Небо на фронте всегда, кажется, хранит тайну. Но в это утро в нем не было никакой тайны, потому что для авиации оно было просто закрыто. И летчики, словно подражая непогоде, настроились на пасмурный лад, и после завтрака все потянулись на нары подремать. Однако не успели еще лечь, как получили приказ: техникам срочно прогреть моторы и проверить оружие, а летчикам собраться у КП.
Через несколько минут самолеты стояли в готовности к вылету. Установилась тишина. Однако в этой тишине угадывалась тревога. Боевая тревога.
Летчики сгрудились у землянки командного пункта около Василяки. «Старики» чуть в сторонке в молчаливом ожидании с деловой, хозяйской настороженностью смотрели на него. Молодежь, желая напомнить о себе, подошла ближе.

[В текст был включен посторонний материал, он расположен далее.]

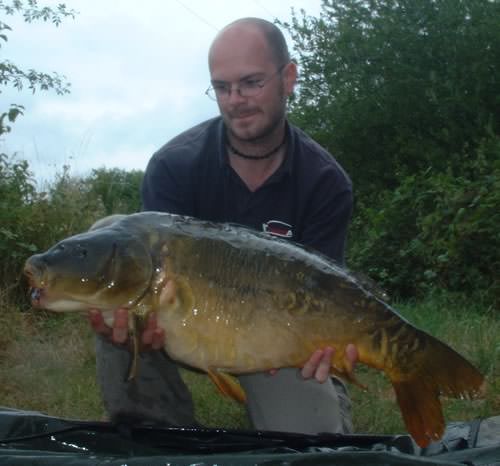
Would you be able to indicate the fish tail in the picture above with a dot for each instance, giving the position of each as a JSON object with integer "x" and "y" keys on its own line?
{"x": 444, "y": 372}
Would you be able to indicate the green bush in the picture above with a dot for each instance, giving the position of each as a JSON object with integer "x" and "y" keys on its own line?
{"x": 437, "y": 229}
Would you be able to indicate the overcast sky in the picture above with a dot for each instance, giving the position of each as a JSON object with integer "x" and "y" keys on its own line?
{"x": 138, "y": 72}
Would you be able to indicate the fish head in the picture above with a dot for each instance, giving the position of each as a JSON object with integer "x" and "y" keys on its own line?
{"x": 103, "y": 269}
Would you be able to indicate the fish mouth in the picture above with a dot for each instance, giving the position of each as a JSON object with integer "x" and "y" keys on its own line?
{"x": 36, "y": 291}
{"x": 36, "y": 296}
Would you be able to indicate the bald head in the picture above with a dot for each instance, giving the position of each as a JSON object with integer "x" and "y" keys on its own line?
{"x": 266, "y": 32}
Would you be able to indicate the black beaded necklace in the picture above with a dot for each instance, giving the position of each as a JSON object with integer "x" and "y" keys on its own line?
{"x": 256, "y": 157}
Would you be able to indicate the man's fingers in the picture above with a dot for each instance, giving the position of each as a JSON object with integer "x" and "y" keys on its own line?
{"x": 96, "y": 321}
{"x": 352, "y": 355}
{"x": 310, "y": 366}
{"x": 323, "y": 370}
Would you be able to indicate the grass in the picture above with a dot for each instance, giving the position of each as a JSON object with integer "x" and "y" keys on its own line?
{"x": 47, "y": 364}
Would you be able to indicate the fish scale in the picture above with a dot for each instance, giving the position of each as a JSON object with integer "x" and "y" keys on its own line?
{"x": 234, "y": 301}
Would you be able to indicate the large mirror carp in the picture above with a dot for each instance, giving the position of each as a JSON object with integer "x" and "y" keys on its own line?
{"x": 235, "y": 301}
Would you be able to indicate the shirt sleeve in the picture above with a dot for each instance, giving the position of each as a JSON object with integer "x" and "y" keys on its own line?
{"x": 164, "y": 187}
{"x": 326, "y": 225}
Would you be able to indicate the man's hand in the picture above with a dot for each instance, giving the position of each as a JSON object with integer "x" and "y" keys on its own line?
{"x": 152, "y": 337}
{"x": 318, "y": 365}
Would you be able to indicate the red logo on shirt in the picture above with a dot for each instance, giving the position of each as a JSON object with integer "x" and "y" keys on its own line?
{"x": 278, "y": 228}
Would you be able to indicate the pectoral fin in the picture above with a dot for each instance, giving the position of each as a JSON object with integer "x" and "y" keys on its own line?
{"x": 134, "y": 337}
{"x": 227, "y": 385}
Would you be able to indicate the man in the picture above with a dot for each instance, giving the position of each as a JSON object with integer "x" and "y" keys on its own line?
{"x": 249, "y": 166}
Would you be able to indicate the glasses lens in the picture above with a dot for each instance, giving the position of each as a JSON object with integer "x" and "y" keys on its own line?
{"x": 210, "y": 92}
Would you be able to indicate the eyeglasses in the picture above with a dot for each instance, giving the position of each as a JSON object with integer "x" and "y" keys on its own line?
{"x": 249, "y": 87}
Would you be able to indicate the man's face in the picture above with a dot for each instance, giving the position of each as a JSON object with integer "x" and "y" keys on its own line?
{"x": 241, "y": 54}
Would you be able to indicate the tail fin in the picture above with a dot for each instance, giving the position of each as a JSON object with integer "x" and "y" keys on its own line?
{"x": 442, "y": 372}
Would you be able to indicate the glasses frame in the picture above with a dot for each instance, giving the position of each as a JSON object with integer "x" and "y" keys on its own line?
{"x": 237, "y": 87}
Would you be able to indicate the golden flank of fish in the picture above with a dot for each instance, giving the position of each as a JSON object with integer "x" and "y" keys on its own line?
{"x": 235, "y": 301}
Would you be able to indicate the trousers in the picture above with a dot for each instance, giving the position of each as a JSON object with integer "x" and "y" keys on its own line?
{"x": 282, "y": 402}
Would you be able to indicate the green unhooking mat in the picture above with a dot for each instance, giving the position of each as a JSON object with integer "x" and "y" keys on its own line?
{"x": 31, "y": 438}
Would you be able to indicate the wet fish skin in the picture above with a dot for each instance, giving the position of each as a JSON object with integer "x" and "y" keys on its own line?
{"x": 235, "y": 301}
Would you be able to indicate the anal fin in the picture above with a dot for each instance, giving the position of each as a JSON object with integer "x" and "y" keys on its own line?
{"x": 227, "y": 385}
{"x": 421, "y": 410}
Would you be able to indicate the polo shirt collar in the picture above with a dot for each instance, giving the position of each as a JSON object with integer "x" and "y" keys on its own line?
{"x": 285, "y": 167}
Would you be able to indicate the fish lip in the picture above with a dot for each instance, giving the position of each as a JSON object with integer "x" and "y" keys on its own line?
{"x": 36, "y": 296}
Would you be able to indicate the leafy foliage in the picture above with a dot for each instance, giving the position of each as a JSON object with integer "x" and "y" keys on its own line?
{"x": 31, "y": 220}
{"x": 393, "y": 87}
{"x": 406, "y": 95}
{"x": 11, "y": 74}
{"x": 435, "y": 230}
{"x": 118, "y": 189}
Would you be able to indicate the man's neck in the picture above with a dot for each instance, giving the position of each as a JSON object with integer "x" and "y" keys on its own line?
{"x": 254, "y": 173}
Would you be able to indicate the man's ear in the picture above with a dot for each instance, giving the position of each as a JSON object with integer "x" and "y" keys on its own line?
{"x": 290, "y": 77}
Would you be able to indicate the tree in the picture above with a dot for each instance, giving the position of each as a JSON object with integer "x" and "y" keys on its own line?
{"x": 406, "y": 94}
{"x": 11, "y": 74}
{"x": 119, "y": 190}
{"x": 392, "y": 87}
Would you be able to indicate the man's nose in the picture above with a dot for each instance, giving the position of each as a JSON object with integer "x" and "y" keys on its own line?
{"x": 235, "y": 95}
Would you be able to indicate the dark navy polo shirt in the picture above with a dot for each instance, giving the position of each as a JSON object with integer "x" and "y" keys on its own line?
{"x": 308, "y": 199}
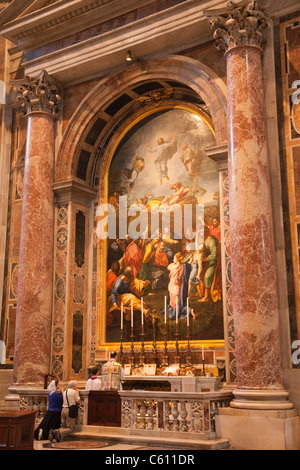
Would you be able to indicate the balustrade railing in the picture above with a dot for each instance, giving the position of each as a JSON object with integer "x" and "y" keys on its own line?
{"x": 190, "y": 413}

Эх, ребята, ребята! Да если бы вы познали не теоретически, а практически, как сложен, а порой и невозможен полет при такой коварной погоде, не маячили бы сейчас перед глазами командира с таким видом — не забудьте нас: мы ко всему готовы!
Зеленые юнцы. Обидное слово, оскорбительное. Его наверняка изобрели зазнайки или пошляки, которые, как правило, трусы и завидуют бесстрашию юности. Юность — это не обузданная опытом сила. Она всегда готова любой ценой изведать неизведанное, а каждая ошибка делает человека мудрее. Не зря говорят: не испортишь дела, мастером не будешь. И все же, если бы в авиации считать за правило: хочешь — лети, — авиация сама бы себя погубила.

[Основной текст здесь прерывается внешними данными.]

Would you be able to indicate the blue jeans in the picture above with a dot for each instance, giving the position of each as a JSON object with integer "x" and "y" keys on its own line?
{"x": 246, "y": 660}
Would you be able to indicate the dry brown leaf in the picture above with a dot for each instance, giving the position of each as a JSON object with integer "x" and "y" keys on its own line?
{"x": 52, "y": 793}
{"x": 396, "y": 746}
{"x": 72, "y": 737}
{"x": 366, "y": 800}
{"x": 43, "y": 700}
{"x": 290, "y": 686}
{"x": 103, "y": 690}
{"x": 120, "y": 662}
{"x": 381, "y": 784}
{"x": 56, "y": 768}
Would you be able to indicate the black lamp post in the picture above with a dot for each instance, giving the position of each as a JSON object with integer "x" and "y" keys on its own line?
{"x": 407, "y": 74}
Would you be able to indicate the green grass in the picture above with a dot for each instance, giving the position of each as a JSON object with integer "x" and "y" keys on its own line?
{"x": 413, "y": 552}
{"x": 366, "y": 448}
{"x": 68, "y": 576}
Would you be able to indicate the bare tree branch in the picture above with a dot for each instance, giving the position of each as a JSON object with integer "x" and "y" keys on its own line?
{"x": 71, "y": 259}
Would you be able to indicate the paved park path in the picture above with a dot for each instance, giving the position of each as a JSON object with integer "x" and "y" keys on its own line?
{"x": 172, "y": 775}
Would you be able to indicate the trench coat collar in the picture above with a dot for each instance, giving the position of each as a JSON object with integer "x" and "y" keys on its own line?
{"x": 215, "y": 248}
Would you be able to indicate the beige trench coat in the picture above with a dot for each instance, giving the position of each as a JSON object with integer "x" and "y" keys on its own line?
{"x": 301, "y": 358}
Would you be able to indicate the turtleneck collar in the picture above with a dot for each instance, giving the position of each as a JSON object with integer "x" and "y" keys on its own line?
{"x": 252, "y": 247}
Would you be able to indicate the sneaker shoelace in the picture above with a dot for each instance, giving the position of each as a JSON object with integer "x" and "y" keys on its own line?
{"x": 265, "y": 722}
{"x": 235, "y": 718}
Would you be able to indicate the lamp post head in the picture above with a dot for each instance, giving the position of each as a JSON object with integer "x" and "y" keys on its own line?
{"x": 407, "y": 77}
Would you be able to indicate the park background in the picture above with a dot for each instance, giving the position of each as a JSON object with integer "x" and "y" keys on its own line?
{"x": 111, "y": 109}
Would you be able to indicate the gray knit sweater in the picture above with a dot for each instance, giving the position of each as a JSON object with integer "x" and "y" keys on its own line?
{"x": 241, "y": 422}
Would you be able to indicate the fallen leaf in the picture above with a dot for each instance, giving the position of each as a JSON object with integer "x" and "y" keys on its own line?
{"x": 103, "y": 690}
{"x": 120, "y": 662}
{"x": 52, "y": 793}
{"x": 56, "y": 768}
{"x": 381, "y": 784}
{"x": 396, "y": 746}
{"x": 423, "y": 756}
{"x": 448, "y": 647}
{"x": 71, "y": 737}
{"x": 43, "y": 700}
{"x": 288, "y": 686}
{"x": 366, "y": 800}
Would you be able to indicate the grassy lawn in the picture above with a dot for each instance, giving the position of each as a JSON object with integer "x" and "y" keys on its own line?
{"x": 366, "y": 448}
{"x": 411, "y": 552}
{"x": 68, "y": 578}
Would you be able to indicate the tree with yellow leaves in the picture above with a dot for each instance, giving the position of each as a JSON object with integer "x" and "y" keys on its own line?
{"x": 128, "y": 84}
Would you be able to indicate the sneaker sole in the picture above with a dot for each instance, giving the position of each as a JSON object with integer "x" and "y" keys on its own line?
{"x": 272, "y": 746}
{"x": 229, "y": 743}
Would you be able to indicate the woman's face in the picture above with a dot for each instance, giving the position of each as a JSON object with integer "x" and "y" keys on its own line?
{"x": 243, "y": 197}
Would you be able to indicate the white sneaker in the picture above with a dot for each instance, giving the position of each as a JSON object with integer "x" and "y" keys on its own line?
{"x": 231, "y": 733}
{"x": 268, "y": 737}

Василяка прекрасно понимал, что сейчас всех в первую очередь интересует метеосводка, поэтому сразу сообщил:
— Метеоколдуны обещают улучшение; погоды. Облака, говорят, только над нашей территорией. У линии фронта они кончаются, а дальше, у противника, — ясно. Нам предложено вылететь на сопровождение «илов». — Он посмотрел на меня: — Группу возглавишь ты.

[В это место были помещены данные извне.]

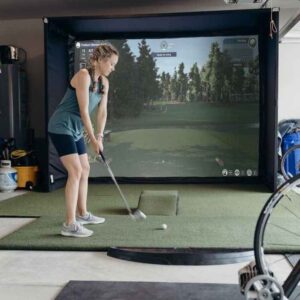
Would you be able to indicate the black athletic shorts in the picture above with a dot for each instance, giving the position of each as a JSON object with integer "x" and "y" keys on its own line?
{"x": 65, "y": 144}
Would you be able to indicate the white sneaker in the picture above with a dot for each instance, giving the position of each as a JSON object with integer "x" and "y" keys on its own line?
{"x": 89, "y": 218}
{"x": 75, "y": 230}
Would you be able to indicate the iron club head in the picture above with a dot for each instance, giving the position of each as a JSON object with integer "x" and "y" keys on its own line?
{"x": 138, "y": 215}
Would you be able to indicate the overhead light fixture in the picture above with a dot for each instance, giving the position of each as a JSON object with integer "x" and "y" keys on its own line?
{"x": 242, "y": 1}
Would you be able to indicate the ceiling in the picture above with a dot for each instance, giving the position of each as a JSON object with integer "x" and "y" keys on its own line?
{"x": 20, "y": 9}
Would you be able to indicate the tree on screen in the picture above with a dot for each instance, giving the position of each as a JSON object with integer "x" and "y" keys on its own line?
{"x": 147, "y": 75}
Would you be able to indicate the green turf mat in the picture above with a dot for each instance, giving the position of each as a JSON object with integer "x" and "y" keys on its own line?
{"x": 216, "y": 216}
{"x": 162, "y": 203}
{"x": 121, "y": 231}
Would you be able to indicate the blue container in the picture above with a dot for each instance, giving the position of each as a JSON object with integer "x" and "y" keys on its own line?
{"x": 292, "y": 163}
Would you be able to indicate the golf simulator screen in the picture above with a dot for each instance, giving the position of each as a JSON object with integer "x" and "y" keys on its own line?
{"x": 181, "y": 107}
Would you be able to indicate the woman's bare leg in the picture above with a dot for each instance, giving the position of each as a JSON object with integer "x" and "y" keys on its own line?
{"x": 73, "y": 166}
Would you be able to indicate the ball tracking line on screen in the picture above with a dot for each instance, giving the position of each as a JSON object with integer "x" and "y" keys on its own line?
{"x": 137, "y": 214}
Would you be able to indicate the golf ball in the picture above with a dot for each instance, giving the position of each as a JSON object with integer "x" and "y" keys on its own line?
{"x": 163, "y": 226}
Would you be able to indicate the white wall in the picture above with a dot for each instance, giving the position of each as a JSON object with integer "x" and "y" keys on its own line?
{"x": 289, "y": 81}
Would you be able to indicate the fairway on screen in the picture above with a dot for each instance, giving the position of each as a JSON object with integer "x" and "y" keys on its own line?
{"x": 181, "y": 107}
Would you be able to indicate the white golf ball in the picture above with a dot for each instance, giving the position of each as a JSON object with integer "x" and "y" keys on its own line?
{"x": 163, "y": 226}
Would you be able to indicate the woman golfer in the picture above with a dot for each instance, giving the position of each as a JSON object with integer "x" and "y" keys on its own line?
{"x": 87, "y": 89}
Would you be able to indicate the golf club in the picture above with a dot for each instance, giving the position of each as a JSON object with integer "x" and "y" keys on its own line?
{"x": 137, "y": 214}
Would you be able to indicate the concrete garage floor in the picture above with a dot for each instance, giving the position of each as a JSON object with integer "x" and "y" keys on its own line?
{"x": 42, "y": 275}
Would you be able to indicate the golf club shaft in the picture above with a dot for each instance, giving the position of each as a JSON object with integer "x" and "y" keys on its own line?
{"x": 116, "y": 184}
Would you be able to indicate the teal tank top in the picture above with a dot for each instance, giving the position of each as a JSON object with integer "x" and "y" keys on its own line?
{"x": 66, "y": 119}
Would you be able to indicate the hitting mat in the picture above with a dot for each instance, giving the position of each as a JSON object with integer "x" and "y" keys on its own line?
{"x": 108, "y": 290}
{"x": 209, "y": 216}
{"x": 162, "y": 203}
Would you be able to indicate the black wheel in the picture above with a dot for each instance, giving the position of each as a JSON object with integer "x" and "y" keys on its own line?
{"x": 277, "y": 231}
{"x": 291, "y": 155}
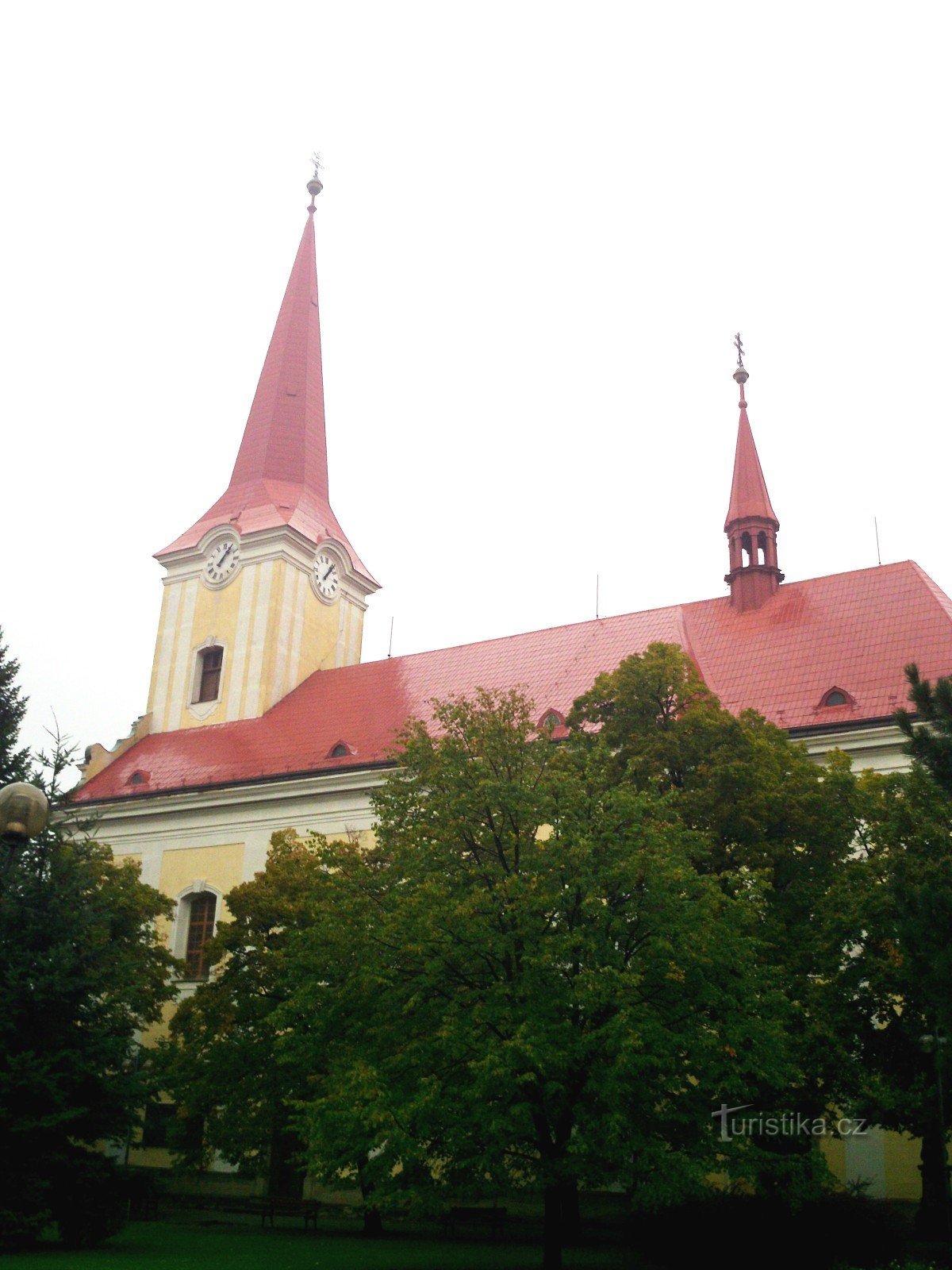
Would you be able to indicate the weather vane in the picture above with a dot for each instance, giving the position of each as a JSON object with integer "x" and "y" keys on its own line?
{"x": 314, "y": 184}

— Нам предложено или приказано? — уточнил я необычную форму постановки боевой задачи.
— Предложено. Но для штурмовиков — приказ. Бой идет за Броды. Там противник наносит танковый удар. Сейчас помочь нашим может только авиация. Еще натиск — и немцы будут вышвырнуты из Бродов.
Мимо нас прошли летчики-штурмовики. Их командир майор Иван Павлюченко остановился. Мы договорились о полете.
— Если погода ухудшится — прижмемся к земле, — сказал он. — Мы привыкли к бреющим. А как вы, ведь над территорией противника ясно?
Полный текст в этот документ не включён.